Collaborano con la scuola al fine di favorire il benessere e il successo scolastico dei propri figli.

Pertanto:

  • forniscono alla scuola tutte le informazioni necessarie a una conoscenza del minore al fine di garantirne un positivo inserimento scolastico;
  • nel caso di minori già scolarizzati, raccolgono e comunicano, ove possibile, tutte le informazioni disponibili sul percorso scolastico pregresso;
  • sollecitano la motivazione e l’impegno nello studio del figlio con giusta misura, nel rispetto quindi dei suoi tempi e delle sue possibilità di apprendimento;
  • mantengono contatti costanti con i docenti, rendendosi disponibili a momenti di confronto sui risultati raggiunti in itinere dall’alunno.

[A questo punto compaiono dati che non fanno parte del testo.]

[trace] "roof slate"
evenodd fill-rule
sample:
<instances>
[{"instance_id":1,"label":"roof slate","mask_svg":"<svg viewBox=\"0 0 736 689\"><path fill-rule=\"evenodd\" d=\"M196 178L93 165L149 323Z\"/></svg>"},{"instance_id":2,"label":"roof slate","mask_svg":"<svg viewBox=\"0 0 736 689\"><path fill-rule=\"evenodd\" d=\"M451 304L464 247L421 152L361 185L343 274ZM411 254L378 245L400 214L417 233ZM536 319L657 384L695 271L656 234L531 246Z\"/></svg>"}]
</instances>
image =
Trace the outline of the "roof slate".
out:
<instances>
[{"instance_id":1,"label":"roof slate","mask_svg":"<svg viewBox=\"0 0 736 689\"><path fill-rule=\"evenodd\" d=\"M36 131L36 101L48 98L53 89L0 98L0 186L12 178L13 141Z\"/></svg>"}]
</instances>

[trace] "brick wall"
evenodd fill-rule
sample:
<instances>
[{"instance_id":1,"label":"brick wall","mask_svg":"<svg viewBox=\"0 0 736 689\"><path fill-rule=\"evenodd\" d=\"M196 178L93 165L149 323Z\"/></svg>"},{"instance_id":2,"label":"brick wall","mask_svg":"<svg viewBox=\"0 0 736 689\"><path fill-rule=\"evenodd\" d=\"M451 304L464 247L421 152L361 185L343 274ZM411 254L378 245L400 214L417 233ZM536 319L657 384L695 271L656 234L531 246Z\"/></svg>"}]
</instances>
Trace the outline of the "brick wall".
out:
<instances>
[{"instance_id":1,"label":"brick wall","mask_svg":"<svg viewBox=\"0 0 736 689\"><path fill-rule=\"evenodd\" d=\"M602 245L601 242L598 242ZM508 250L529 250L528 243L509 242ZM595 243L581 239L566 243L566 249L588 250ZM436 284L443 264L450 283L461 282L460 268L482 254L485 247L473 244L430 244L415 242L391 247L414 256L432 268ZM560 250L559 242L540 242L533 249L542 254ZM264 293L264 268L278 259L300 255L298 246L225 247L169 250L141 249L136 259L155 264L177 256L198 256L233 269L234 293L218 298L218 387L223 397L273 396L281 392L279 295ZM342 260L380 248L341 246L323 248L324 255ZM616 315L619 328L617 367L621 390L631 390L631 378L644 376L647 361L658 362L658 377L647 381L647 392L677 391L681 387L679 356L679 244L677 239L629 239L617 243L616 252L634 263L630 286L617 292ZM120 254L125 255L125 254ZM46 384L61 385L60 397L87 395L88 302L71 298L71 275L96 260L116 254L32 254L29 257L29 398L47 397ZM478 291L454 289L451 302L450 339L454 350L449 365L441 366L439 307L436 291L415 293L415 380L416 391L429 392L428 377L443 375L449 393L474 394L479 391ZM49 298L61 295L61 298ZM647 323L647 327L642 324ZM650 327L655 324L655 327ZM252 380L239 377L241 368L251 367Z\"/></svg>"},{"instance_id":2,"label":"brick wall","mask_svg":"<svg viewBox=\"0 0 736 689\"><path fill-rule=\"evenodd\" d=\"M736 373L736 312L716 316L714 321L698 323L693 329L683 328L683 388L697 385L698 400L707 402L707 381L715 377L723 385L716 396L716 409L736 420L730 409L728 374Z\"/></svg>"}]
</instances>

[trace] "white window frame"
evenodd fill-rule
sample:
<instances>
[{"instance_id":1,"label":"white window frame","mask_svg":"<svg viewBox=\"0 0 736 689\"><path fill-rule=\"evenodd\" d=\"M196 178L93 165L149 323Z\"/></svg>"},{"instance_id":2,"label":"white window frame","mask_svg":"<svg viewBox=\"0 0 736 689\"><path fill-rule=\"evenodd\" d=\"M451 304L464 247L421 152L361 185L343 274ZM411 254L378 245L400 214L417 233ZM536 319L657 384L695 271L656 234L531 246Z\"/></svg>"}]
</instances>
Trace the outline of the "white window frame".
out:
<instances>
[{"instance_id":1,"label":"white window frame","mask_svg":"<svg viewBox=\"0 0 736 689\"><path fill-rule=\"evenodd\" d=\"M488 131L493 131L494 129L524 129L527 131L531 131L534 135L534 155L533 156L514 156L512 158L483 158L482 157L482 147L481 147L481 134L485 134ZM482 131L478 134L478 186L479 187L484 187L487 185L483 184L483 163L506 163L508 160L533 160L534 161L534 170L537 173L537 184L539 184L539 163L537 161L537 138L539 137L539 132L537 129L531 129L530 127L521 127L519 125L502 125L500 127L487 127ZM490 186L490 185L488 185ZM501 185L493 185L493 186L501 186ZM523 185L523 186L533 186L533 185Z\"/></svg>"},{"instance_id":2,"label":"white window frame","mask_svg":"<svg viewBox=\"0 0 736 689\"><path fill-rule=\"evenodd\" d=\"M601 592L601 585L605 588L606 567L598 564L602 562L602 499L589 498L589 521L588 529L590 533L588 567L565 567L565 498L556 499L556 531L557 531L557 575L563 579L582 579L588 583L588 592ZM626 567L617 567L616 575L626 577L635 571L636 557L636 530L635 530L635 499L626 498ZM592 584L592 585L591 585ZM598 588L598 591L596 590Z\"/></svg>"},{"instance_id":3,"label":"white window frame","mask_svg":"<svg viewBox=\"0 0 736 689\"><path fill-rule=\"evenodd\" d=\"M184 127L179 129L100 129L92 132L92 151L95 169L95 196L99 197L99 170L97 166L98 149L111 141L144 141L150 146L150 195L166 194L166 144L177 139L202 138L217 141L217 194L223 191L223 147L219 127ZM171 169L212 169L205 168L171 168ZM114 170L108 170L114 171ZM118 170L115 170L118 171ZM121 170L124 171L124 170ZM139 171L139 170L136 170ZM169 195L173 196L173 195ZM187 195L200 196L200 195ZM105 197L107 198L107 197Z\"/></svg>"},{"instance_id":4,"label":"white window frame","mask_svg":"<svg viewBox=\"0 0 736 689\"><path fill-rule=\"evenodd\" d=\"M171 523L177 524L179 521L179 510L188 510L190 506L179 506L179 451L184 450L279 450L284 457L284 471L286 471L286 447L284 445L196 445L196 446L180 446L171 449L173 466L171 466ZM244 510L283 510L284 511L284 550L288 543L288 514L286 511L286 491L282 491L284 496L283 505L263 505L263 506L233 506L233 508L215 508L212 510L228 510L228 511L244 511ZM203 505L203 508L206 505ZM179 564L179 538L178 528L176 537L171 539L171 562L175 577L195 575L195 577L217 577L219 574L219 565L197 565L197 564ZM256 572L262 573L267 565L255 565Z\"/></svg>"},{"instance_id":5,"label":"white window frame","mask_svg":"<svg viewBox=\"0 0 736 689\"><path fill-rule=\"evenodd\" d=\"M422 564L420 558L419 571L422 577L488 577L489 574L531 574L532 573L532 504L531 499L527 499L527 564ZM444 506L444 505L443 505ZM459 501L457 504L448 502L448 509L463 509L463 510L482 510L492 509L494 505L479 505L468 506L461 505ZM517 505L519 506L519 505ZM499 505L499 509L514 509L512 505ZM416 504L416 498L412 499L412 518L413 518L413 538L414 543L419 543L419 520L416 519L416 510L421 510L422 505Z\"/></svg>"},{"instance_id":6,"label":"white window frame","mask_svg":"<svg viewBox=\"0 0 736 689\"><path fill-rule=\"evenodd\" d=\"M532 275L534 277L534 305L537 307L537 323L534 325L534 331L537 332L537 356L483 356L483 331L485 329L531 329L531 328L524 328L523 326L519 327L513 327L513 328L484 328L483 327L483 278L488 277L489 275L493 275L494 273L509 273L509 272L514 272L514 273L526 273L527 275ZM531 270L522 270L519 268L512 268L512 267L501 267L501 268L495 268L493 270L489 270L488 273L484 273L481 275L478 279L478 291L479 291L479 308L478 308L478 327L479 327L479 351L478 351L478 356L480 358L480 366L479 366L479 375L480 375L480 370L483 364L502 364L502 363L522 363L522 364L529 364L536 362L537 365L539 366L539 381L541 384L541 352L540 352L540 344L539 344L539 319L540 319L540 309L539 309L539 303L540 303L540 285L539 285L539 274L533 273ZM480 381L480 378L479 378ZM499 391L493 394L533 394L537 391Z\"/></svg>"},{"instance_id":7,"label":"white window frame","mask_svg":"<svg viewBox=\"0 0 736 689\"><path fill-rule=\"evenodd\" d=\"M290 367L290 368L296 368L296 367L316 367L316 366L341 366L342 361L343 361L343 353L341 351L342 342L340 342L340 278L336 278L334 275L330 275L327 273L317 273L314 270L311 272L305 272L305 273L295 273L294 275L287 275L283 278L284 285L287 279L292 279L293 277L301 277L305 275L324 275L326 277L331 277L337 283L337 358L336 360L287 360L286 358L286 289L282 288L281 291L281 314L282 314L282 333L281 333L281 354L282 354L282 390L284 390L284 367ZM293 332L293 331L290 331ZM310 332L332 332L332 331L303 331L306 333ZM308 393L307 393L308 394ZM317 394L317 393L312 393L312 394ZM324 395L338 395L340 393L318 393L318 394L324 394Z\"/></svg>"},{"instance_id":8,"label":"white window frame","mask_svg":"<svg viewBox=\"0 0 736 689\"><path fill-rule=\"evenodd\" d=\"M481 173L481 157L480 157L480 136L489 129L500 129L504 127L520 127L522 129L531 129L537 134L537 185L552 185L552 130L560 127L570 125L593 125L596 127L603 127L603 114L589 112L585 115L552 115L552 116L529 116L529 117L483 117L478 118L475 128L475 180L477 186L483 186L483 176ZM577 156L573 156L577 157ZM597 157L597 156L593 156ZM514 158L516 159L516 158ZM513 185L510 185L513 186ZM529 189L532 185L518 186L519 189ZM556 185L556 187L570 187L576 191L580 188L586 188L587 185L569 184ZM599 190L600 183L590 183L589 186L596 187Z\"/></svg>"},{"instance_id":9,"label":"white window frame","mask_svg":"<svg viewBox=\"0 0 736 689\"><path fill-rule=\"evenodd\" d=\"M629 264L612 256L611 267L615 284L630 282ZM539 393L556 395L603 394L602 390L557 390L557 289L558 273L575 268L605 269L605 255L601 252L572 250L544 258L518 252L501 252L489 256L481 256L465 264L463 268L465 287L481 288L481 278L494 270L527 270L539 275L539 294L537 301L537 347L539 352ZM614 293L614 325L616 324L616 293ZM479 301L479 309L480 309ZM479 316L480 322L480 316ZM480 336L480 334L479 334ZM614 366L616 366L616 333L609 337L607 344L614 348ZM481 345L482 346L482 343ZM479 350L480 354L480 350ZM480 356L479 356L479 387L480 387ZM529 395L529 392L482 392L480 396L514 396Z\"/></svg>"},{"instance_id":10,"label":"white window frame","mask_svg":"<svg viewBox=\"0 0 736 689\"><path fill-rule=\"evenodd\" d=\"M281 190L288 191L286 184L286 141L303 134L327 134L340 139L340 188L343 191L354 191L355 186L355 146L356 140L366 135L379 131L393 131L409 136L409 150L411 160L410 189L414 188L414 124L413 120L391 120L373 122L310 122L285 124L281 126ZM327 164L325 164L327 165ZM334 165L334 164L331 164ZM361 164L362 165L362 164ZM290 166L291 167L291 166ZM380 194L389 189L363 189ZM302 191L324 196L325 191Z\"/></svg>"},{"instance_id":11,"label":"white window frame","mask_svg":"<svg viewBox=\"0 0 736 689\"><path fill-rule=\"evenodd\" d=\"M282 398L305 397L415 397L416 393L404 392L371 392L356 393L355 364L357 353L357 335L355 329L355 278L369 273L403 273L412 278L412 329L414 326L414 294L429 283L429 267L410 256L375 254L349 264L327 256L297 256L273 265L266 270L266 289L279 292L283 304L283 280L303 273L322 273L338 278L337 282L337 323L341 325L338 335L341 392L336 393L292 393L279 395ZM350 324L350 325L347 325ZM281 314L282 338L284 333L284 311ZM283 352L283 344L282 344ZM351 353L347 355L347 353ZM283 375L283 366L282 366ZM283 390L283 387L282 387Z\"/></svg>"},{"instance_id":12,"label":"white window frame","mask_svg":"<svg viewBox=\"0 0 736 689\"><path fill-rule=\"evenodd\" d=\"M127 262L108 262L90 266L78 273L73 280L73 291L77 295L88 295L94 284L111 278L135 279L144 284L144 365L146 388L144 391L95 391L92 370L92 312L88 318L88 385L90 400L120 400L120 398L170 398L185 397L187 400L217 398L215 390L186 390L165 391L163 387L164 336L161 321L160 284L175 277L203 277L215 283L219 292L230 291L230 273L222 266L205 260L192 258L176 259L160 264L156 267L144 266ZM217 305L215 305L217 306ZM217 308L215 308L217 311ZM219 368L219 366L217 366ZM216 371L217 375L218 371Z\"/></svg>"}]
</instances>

Il Protocollo di Accoglienza

L’Istituto Comprensivo “Sant’Andrea” di Biassono (MB), diretto pregevolmente dalla professoressa Mariagnese Trabattoni, ha adottato un “Protocollo di accoglienza per alunni adottati”, di spessore culturale, antropologico e pedagogico, oltre che organizzativo, di grande interesse.

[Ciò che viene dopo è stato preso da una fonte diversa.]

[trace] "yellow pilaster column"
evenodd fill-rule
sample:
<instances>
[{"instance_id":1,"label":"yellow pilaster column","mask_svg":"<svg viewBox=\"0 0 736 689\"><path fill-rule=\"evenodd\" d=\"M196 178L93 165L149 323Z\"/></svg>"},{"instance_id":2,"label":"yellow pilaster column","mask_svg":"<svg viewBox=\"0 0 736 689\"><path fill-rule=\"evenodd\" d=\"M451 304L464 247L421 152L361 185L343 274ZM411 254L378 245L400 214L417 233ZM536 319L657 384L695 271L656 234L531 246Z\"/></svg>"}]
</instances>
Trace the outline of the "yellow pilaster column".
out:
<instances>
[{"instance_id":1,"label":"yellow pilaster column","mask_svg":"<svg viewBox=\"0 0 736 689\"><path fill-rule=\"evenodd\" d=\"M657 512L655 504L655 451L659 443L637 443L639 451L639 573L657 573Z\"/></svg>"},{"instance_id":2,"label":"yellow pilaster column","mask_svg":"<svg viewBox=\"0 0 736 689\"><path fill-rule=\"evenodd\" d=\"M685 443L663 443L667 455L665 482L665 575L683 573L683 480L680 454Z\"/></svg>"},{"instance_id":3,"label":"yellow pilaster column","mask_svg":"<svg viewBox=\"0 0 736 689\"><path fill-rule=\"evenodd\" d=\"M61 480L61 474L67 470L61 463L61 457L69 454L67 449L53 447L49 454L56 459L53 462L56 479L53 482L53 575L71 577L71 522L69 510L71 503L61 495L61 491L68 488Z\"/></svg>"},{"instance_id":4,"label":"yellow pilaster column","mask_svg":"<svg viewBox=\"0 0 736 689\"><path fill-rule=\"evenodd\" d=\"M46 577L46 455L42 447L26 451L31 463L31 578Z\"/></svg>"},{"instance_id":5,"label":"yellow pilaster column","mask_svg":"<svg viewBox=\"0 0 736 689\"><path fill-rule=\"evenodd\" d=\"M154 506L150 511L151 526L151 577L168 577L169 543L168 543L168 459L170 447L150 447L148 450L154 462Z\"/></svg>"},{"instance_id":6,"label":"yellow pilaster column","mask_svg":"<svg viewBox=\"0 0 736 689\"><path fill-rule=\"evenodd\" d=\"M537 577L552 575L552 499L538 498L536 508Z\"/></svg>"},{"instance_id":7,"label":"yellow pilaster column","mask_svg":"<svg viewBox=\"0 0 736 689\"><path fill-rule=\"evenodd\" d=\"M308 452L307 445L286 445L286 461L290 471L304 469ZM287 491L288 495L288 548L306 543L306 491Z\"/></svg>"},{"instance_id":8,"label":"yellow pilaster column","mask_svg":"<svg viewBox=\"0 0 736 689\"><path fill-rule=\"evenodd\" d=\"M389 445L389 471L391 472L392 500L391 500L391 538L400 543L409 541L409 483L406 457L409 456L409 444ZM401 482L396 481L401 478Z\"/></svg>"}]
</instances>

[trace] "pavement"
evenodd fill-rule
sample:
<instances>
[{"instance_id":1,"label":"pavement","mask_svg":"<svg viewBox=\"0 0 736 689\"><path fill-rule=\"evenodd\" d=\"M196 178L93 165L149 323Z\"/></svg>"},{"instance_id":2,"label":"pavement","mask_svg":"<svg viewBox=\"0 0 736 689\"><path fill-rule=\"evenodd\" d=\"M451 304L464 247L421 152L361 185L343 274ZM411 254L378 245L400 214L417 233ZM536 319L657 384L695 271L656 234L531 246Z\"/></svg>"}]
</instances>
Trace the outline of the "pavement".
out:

Tra le finalità del protocollo:

  • una collaborazione tra scuola e famiglia e una comunicazione reciproca efficace al fine di elaborare obiettivi comuni per l’acquisizione di sicurezza e autostima da parte dell’alunno adottato.
  • individuare e prefissare pratiche condivise per creare un clima favorevole all’accoglienza e valorizzare la specificità del bambino adottato che ha un passato e un presente diversi.
  • promuovere una rete di supporto, comunicazione, collaborazione fra Scuola, Famiglia, Servizi preposti e Enti Autorizzati.

Ruolo della scuola

La scuola è chiamata a svolgere un ruolo importante nel far crescere la consapevolezza e l’accettazione della diversità come valore aggiunto nel processo di inclusione. Se da un lato quindi si “arricchisce” accogliendo la specificità del vissuto passato e presente dei bambini adottati, da un altro è chiamata ad affrontare il mondo dell’adozione nella sua complessità.